Oniva Pty Ltd’s plan to build a 39-room boarding house along with eight shops, a cafe and a co-working space in the town’s Bayside precinct has drawn strong opposition from neighbours. They say it is a major overdevelopment of the site that will result in severe parking, traffic and other amenity impacts for those living nearby.  

When Byron Council did not immediately approve the application, Oniva rushed to the LEC to appeal the ‘deemed refusal’ of its plan. So keen was the developer to commence proceedings, that it initiated them before the 40-day deemed refusal period had expired, and was forced to reapply four days later.

On March 15, around a month after the proceedings were lodged, lawyers for the two parties met for a compulsory conciliation meeting.

Council declined to comment on what occurred at the conference, when asked by The Echo last week.

However, The Echo understands that during the meeting, Oniva offered a revised DA in a bid to gain approval from Council.

The hearing was then adjourned to March 29 so that the matter could come back before this week’s full Council meeting on Thursday.

At that meeting, councillors will decide whether or not to authorise General Manager Mark Arnold to negotiate conditional approval of the plan as part of the court conciliation process.
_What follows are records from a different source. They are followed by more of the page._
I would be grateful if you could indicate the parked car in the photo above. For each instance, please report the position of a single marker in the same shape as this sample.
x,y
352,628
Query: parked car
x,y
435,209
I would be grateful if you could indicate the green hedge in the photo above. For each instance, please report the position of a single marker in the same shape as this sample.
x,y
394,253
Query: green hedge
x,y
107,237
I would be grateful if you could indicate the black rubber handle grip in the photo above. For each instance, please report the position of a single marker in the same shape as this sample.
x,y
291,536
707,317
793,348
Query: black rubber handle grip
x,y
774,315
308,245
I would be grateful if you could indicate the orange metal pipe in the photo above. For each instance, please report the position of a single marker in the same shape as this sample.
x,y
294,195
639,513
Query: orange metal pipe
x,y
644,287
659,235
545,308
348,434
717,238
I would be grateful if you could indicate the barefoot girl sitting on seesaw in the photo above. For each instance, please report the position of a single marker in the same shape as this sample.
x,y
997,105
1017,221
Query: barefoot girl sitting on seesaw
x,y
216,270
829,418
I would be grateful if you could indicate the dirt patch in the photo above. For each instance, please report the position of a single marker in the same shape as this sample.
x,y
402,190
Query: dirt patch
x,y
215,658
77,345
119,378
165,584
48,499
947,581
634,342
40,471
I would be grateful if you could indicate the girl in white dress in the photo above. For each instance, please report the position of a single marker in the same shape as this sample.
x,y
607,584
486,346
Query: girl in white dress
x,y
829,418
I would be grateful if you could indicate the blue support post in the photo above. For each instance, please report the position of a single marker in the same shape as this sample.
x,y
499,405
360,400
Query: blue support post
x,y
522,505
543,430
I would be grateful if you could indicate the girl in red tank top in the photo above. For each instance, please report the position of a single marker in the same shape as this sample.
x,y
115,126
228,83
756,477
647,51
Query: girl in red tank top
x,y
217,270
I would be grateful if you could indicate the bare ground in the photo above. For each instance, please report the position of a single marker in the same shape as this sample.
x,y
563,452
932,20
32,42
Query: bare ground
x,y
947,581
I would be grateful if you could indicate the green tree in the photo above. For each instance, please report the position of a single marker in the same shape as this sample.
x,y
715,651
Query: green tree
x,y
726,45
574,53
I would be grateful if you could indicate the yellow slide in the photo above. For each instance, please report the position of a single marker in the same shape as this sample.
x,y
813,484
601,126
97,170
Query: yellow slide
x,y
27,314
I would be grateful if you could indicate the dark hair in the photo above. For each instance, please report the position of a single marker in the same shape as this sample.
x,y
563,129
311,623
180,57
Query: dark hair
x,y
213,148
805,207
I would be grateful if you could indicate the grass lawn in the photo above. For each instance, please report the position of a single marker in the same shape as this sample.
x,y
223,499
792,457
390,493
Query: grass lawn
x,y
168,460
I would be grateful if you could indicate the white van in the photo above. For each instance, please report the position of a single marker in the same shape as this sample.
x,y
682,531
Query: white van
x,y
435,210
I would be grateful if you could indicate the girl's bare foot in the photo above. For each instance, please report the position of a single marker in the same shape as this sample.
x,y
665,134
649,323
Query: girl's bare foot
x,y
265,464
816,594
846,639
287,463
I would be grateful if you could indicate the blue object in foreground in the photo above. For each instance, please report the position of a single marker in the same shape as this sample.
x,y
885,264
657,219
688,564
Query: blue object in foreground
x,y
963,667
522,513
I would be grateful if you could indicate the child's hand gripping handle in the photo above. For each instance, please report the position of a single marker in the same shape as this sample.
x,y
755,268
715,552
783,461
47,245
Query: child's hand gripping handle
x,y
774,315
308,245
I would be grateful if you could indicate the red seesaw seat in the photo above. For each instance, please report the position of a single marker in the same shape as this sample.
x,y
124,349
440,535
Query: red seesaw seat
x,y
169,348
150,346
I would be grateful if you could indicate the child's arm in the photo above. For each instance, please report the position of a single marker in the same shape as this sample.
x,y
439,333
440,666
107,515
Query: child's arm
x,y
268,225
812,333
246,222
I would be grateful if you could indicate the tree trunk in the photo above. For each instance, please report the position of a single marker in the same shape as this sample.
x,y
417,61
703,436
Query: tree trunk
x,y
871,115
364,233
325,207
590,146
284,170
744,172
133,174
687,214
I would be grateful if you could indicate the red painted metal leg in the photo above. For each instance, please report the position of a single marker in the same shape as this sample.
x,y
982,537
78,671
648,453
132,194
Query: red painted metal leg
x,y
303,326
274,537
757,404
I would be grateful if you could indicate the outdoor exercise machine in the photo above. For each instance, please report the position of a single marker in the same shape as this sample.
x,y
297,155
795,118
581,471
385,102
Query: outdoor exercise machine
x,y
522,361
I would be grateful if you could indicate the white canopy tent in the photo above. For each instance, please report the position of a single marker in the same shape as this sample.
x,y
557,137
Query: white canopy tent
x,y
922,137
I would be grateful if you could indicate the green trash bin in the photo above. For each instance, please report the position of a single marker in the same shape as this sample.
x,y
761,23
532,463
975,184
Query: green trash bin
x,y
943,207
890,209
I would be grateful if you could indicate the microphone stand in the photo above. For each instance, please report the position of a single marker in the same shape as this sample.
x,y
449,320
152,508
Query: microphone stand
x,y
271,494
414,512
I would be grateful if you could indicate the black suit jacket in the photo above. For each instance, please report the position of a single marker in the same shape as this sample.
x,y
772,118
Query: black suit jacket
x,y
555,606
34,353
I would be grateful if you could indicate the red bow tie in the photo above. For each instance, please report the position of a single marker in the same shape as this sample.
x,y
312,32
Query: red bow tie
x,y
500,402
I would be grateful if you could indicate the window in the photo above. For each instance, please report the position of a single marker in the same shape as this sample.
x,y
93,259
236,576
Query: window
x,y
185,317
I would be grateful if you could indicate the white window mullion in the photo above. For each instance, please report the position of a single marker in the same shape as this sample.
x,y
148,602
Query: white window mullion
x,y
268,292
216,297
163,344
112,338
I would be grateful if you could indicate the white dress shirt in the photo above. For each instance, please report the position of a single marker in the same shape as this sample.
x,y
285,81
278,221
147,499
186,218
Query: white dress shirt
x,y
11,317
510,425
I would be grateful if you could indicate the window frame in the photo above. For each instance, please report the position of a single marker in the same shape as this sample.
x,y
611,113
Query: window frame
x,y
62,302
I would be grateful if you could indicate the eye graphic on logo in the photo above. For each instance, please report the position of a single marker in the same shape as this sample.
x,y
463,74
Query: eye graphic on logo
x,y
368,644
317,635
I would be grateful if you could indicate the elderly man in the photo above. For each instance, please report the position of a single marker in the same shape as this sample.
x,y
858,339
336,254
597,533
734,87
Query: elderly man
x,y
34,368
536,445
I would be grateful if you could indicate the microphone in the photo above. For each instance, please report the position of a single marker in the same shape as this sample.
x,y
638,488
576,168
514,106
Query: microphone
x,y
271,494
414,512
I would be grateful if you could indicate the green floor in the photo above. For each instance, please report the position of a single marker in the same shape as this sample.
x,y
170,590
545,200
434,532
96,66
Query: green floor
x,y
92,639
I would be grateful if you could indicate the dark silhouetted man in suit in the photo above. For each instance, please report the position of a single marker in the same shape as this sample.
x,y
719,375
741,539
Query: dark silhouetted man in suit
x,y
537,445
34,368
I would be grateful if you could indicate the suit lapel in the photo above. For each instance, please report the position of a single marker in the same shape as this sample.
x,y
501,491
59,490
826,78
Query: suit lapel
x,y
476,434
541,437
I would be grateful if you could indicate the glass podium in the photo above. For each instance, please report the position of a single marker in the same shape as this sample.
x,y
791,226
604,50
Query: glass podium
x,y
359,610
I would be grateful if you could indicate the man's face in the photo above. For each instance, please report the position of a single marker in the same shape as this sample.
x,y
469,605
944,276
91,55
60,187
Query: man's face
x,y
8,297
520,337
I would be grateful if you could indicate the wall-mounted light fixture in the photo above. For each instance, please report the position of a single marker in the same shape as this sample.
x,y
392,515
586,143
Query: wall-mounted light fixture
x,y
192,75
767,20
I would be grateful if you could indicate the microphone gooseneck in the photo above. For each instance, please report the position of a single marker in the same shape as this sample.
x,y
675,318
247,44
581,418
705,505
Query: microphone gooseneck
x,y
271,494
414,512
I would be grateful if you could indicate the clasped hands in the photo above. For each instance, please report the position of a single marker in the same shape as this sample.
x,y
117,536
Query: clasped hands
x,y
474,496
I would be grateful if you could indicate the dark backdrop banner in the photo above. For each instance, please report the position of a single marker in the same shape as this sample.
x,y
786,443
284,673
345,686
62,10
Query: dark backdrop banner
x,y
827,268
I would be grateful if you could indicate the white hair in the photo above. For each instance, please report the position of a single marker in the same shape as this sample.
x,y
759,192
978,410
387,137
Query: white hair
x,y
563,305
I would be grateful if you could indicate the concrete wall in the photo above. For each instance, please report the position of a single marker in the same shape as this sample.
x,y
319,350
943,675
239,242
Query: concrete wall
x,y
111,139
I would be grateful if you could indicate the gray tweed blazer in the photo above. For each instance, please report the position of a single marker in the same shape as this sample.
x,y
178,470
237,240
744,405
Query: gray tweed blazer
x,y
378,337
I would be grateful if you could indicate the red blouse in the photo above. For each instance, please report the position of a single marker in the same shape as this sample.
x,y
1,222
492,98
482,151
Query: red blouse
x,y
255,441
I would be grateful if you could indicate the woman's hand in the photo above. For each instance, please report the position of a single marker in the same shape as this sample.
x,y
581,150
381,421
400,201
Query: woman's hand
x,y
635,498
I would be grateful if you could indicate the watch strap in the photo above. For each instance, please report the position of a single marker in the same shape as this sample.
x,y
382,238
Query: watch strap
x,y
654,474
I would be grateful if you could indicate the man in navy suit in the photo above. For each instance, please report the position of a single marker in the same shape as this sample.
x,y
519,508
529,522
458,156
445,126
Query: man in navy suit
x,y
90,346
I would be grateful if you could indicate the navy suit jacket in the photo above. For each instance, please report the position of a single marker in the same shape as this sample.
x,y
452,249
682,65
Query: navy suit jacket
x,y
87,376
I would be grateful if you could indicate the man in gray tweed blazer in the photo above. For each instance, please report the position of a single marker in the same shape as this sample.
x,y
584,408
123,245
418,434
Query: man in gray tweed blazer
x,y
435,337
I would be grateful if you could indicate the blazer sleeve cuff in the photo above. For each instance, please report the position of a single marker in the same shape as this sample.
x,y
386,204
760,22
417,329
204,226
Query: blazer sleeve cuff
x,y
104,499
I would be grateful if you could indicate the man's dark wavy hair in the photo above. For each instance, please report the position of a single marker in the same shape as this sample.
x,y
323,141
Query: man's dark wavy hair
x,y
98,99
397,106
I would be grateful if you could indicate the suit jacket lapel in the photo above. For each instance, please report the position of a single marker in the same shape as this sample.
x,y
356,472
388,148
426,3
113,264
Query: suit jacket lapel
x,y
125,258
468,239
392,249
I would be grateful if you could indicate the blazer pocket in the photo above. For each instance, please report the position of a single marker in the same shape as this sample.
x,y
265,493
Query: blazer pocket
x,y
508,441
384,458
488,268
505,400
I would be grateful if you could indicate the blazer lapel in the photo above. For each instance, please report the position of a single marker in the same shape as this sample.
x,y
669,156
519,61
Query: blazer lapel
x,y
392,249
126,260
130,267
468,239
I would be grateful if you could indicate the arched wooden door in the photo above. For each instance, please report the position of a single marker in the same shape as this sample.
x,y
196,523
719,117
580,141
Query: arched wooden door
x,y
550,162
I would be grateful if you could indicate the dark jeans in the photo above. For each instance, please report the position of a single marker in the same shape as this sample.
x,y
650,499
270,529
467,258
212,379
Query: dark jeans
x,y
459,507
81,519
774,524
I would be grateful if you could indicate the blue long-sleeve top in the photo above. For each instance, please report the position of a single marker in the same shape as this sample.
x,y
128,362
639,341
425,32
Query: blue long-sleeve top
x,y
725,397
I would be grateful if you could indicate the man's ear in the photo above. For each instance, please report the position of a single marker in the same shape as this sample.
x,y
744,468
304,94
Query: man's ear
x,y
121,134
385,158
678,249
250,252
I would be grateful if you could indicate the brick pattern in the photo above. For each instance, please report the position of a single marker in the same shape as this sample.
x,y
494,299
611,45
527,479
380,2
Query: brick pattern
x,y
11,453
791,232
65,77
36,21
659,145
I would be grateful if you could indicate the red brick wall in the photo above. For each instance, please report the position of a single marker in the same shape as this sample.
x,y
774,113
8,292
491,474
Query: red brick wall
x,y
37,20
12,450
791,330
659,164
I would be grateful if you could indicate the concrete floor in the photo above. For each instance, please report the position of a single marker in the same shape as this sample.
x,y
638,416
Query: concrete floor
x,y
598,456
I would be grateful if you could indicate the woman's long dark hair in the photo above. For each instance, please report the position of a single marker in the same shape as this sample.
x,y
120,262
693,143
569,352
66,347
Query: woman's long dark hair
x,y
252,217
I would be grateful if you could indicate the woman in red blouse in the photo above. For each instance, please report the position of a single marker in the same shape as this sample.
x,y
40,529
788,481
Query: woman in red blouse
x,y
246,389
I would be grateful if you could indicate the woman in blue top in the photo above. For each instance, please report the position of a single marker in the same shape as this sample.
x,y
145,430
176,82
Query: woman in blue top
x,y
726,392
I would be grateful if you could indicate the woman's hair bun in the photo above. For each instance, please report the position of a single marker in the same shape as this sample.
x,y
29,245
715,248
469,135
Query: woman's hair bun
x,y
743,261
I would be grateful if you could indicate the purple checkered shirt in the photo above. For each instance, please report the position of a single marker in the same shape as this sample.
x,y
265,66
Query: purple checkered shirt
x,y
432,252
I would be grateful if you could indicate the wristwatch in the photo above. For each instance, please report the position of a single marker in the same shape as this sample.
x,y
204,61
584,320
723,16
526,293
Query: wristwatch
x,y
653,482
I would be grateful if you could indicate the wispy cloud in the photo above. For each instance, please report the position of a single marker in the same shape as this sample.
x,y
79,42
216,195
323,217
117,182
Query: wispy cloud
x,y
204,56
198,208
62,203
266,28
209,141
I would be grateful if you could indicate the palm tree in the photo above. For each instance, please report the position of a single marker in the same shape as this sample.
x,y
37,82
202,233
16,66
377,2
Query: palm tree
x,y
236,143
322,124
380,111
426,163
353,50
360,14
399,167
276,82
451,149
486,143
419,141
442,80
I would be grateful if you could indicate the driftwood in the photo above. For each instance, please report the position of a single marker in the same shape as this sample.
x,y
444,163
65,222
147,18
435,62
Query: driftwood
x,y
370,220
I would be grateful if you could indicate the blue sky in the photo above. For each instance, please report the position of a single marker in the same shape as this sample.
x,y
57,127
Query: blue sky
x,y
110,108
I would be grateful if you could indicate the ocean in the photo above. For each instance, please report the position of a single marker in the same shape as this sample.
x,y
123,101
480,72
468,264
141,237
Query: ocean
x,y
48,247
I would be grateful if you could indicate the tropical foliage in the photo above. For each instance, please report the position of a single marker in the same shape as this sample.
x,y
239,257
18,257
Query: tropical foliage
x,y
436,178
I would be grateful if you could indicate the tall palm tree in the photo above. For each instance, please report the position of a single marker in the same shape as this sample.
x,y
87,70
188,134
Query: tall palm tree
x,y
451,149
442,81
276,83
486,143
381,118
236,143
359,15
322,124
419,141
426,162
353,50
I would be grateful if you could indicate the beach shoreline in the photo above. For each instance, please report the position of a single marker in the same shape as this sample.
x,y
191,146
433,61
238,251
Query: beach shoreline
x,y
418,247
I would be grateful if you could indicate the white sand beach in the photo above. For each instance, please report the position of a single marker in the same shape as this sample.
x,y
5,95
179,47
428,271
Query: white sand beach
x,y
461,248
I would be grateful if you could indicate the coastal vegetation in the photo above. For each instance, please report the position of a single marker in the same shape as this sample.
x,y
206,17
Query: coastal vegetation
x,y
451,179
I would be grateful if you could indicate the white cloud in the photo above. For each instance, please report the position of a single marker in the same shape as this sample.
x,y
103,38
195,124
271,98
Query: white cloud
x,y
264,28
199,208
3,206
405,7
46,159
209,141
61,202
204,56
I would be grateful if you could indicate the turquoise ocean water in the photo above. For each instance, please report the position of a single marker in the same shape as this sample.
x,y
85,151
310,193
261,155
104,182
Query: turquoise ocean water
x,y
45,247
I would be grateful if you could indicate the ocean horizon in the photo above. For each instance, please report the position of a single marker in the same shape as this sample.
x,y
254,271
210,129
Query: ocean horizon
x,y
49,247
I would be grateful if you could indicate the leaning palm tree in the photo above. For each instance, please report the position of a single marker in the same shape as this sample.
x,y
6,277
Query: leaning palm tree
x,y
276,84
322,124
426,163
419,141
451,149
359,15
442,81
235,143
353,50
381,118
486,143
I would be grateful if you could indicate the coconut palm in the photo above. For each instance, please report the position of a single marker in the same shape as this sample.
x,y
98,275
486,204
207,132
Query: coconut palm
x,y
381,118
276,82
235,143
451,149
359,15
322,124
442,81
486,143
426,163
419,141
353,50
This approach of delegating authority to Council’s GM to negotiate an approval during preliminary court proceedings has been followed on a number of occasions in the past two years.

While it has involved significant reductions in the size and scale of proposed developments in some cases, in other cases, it has drawn the ire of neighbours because it effectively leaves them out of the final discussions over what will be built. When a developer such as Oniva puts forward a revised plan there is no public consultation. Instead the GM decides whether or not to proceed based on the instructions from councillors.

The development appears to be a joint project involving Oniva and The Kollective.